= Bartolomé Mata Vásquez =

Venezuelan politician (born 1923)

Bartolomé Mata Vásquez is a Venezuelan lawyer, writer, public official and politician.

He was born in Juan Griego on April 4, 1923. He was the son of José Asunción Mata Doumolín and Blasina Vásquez. He attended primary school in the Litoral Varguense, and secondary school in Caracas and La Asunción. He obtained a Law Degree from the Central University of Venezuela in 1947, and then went on to study Mercantile Law and Management in the United States. He would go on to obtain a doctorate in Political Science from UCV. Mata Vásquez married Magdalena Villalba on March 12, 1948. The couple would have eight children.

Mata Vásquez rose to political prominence during the rule of Marcos Pérez Jiménez. In October 1949 Mata Vásquez was named Secretary of Government of the state of Nueva Esparta in the administration of the Governor Heraclio Narváez Alfonzo. He represented Nueva Esparta in the National Congress. In the 1952 Venezuelan Constituent Assembly election, Mata Vásquez was elected as the sole delegate from the Federal Territory of Delta Amacuro. Mata Vásquez served as interim governor of Portuguesa between December 10, 1952 and January 3, 1953. He founded and served as the director of the weekly newspaper El Insular.
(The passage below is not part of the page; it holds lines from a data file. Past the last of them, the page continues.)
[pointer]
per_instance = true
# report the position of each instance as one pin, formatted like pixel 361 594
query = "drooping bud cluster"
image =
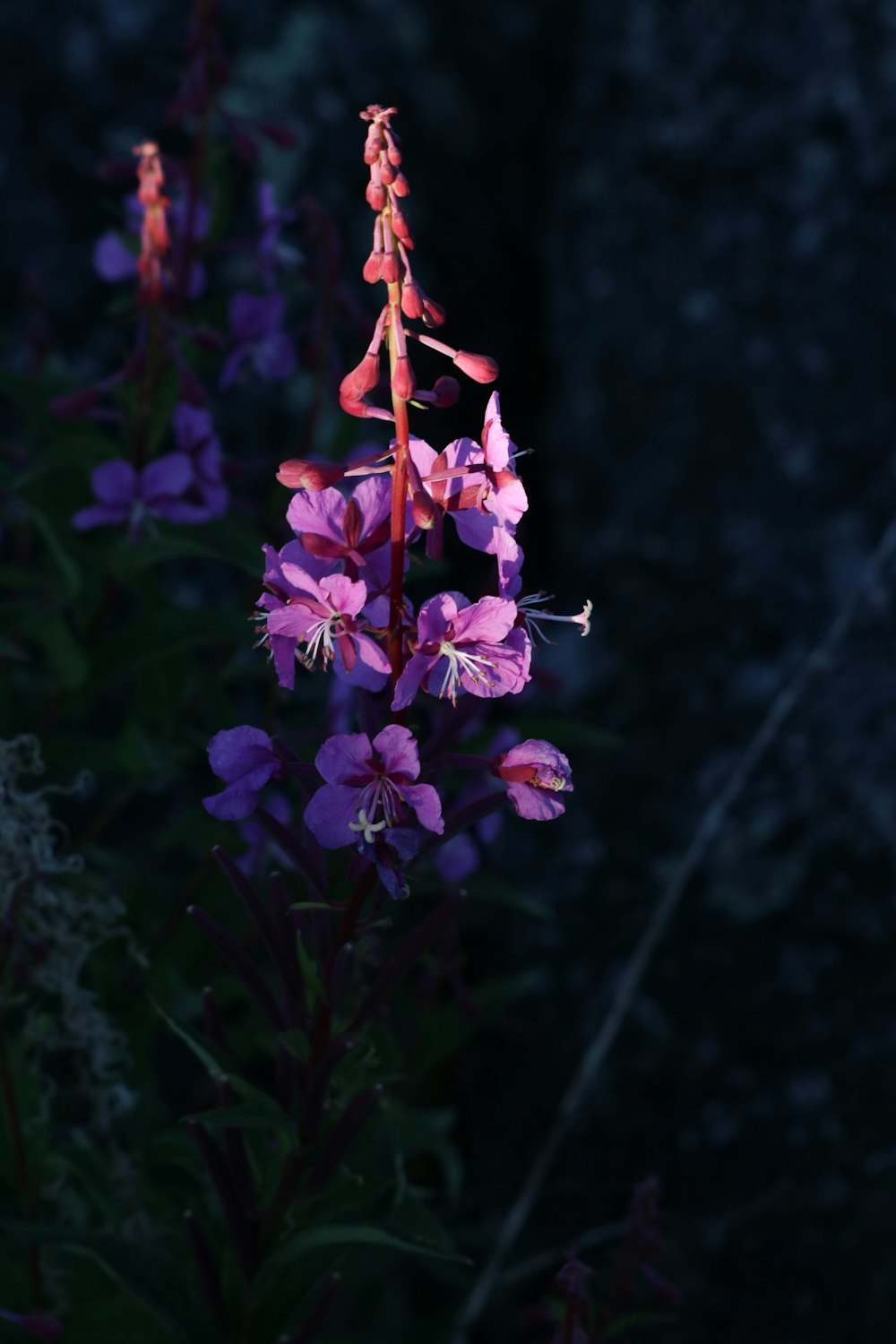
pixel 335 599
pixel 390 261
pixel 155 238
Mata Vásquez settled in Caracas. He served as Deputy Political Director of the Ministry of Internal Relations and as First Vice President of the Lawyers' College of Venezuela.

Mata Vásquez held a number of posts in the Catholic establishment in Venezuela. As of 1985 he was part of the Economic Affairs Council of the church. As of the 1980s and 1990s he worked as the Administrative Manager of INPRECLERO. In 1990, as the Legal Advisor of the Episcopal Conference of Venezuela, he petitioned Empresas Polar to begin to produce a Venezuelan sacramental wine. He served as Member of the International Board of Serra International.

His written works include Luisa Cáceres de Arismendi: heroína, patriota y mártir, Patria Venezolana, Validez de una Letra de Cambio, Matasiete no fue una batalla, Derecho hogareño and Rubí.